Marking one of the first times Mitski has worked on a fellow musician’s record, particularly one as seismic as Welch, was bound to have been an intimidating challenge. But if she felt any nerves, it certainly didn’t shine through on her collaborative efforts from Everybody Scream, including its eponymous title track and the song ‘Buckle’. Indeed, on the former, Welch explained to Zane Lowe that the song had been tediously workshopped by her and Bowen before Mitski came in to give the track its defining finishing touches.

“The song really didn’t become what it was until Mitski came on board,” Welch candidly admitted, before adding, “She came to the studio one day and was like, ‘You need a chorus. I just feel like there’s a chorus coming after this drone, it’s so striking.’ Working with her, honestly, she’s one of my favourite artists of all time.”

That was all reasonable to say in terms of ‘Everybody Scream’, with all its brooding, spectral witchiness, but by the time you then reach the album’s sixth track, ‘Buckle’, the production is much more stripped back and raw.

The inviting acoustics are plainly Mitski’s imprint, with some of the most frank writing in lyrics such as, “Oh, baby, I just buckle my resolution in tatters/ ‘Cause I know it won’t work, but make it ache, make it hurt,” followed by, “I’m still hanging off the buckle on your belt.”

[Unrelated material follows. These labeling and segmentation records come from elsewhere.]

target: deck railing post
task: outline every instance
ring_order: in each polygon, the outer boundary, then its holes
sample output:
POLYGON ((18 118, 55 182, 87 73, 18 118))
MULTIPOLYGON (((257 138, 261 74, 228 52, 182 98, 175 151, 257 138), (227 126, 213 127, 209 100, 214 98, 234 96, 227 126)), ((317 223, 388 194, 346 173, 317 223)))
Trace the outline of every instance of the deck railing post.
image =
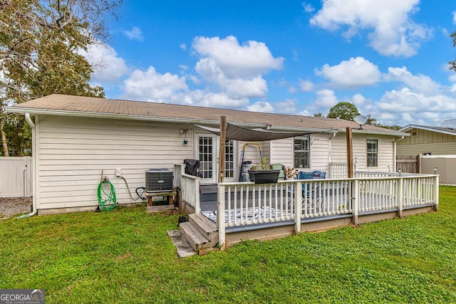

There’s a viscerality in these images that ebbs with an almost grotesque pain, the human body and mind moved to extreme measures in order to present a certain image. Both of these artists have never been particularly interested in the pretty, the palatable, or the popular. That’s why, deep in their blackened souls of malicious desire, Welch and Mitski might just make the most perfectly imperfect musical pairing we’ve ever seen.